Mercedes Helnwein: The Trouble With Dreams | As is her custom, Helnwein uses bygone decades and the Southern and Midwestern states for inspiration. But with this series she explored more specifically the realm of domestic mysteries, the underbellies of small towns, living room noir, and the dangers of normality.
Helnwein attacks her stories from various angles and with a number of different media -- her trademark thick black pencil, watercolors, and large-scale oil-pastels. Despite the variety of styles and mediums, all Helnwein's works are united by their obscured or skewed perspectives - leaving the viewer in the dark about what exactly is occurring or why. "I always like the idea of finding a 'twilight zone' in really mundane circumstances or scenes, in a living room where everything apparently seems normal, with its wallpapers and patterned curtains, its claustrophobic nick-nacks and portraits of family members - I can't help thinking that this is a fake front to a far more interesting underbelly," she says.

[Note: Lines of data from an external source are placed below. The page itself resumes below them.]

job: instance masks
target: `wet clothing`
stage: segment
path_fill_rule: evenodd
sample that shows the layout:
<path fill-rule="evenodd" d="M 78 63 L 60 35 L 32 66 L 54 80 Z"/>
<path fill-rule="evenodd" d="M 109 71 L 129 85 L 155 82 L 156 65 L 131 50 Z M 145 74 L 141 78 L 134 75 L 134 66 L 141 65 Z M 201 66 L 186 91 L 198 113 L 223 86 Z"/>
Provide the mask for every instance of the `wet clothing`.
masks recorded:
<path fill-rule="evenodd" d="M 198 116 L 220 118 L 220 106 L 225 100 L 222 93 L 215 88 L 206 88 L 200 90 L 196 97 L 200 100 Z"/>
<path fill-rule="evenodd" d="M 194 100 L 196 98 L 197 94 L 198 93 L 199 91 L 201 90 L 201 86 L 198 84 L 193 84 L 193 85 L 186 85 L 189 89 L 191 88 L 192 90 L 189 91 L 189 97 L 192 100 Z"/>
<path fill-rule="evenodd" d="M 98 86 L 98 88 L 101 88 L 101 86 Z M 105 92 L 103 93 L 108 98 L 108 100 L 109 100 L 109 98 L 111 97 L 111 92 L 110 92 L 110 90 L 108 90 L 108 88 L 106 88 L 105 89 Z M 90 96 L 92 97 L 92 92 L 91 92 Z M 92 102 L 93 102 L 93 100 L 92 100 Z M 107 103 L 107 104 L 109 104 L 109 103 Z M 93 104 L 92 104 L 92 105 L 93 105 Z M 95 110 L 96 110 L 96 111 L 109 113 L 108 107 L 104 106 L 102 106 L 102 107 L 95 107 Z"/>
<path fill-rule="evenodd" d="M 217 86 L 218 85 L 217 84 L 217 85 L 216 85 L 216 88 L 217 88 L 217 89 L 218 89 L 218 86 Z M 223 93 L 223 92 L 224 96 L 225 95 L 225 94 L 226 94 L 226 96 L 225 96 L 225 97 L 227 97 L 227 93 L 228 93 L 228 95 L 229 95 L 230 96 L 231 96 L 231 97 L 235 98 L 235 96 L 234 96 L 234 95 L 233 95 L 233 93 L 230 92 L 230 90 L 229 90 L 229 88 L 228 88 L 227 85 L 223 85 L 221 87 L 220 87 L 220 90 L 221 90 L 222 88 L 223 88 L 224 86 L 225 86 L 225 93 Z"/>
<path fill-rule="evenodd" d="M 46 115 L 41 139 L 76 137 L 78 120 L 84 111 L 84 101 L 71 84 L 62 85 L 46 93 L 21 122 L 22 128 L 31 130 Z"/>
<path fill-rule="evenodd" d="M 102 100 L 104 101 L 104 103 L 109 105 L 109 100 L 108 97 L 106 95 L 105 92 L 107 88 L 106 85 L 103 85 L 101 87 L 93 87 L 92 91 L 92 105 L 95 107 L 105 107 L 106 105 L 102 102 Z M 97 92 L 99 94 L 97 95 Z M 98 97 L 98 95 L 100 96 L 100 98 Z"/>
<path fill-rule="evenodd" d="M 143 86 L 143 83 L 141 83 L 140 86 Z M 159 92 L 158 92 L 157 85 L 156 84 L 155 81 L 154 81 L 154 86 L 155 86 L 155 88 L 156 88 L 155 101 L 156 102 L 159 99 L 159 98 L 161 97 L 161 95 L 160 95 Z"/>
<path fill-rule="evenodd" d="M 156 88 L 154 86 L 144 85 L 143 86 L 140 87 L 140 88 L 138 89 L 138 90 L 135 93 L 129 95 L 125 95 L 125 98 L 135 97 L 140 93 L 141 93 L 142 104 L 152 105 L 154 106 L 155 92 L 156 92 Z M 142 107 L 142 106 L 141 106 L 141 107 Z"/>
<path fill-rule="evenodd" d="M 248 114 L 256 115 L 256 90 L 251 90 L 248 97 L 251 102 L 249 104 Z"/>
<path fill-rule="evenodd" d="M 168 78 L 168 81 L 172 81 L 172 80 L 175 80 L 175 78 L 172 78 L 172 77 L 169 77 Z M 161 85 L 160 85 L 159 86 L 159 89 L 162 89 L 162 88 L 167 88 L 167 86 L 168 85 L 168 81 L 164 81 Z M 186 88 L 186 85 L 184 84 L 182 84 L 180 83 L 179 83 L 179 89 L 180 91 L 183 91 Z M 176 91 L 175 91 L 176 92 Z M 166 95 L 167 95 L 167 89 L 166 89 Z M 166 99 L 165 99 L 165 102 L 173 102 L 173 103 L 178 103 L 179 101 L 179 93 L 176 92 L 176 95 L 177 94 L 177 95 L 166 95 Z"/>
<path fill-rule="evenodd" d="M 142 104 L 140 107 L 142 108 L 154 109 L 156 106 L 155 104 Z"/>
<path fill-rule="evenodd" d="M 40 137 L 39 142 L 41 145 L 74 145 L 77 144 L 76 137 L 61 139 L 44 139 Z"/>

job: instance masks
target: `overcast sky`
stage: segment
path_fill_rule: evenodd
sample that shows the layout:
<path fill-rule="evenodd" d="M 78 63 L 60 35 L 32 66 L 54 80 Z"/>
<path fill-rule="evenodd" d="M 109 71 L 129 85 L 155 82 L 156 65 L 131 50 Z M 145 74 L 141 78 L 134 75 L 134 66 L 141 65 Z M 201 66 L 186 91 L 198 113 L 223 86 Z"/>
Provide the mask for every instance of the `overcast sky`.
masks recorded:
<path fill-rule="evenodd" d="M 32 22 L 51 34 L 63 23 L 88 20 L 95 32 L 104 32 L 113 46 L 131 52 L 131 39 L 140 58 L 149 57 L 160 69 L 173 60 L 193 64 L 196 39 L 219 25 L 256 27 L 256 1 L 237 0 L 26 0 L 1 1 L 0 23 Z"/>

David Cooly: Ignored Epiphany | Cooley's work reconciles a feeling of visual chaos with the strategic restraint of composition. Combining abstract geometry and recognizably rendered imagery - everything from hot air balloons, swimming pools and ice cream cones, to statuary and landscape - David Cooly's work is psychedelic and visionary. His pieces are fearlessly experimental, both visually and materially, and truly seem to offer the viewer a visual revelation of sorts. Seeing the work for the first time is like looking into a kaleidoscope; we're offered a scopic view that challenges our assumptions about what is visually possible, all the while enjoying the delight of their fantasy. Whimsical and undeniably vertiginous, these works capture perspectival transition and movement in a way that suggests a deliberate orchestration of formal relationships. Beneath the seeming chaos of it all is a mastermind carefully controlling the matrices of this mesmerizing universe.
Bryan Ricci: Terra Incognita | Richly textured and brightly hued, Terra Incognita is an exploration of new territory in abstraction, coaxing the immaterial form of memory and time into the tangible universe of paint and canvas.
For Ricci, the process of applying paint "works as metaphor for the way memory is constructed". The bare canvas represents an actual lived experience, while each successive layer of paint represents a segment of time that has passed between the original incident and the present. As each layer of paint is applied, the original scene is more and more abstracted and distorted. The natural deterioration of memories takes its toll, and so too does the warping effect of the unconscious mind as it attempts to fill the gaps. As the emotional significance of the memory changes, so does the image - new details begin to accumulate over the first few layers as the detritus of each passing moment. When older details of Ricci's paintings are blotted out entirely by something new, it is as if a memory has been suppressed or altered to suit present circumstances. At the end of this process, we are left with nothing resembling the 'truth' of the moment far beneath the sculpted landscape of paint. We do however get an engaging piece of abstract art.
Stephen Aldrich: Intelligent Design | A pivotal moment in Aldrich's career occurred in 1968 when he met the influential photographer, Frederick Sommer. A musician and art student at Prescott College in Arizona, Aldrich was soon enlisted by Sommer to interpret his innovative, abstract musical scores, thus beginning a long relationship of mentoring and collaboration. In the last decade of Sommer's life, Aldrich worked with him on an extraordinary group of collages, while at the same time, developing his own unique approach to the medium. Working with fine 19th century engravings from books and journals as his source material, Aldrich cuts imagery with mind-boggling precision and complexity. There is an obsessive quality to the work in its overlappings, rhythms, repetitions and patterns that may, in part, be attributable to his background in music.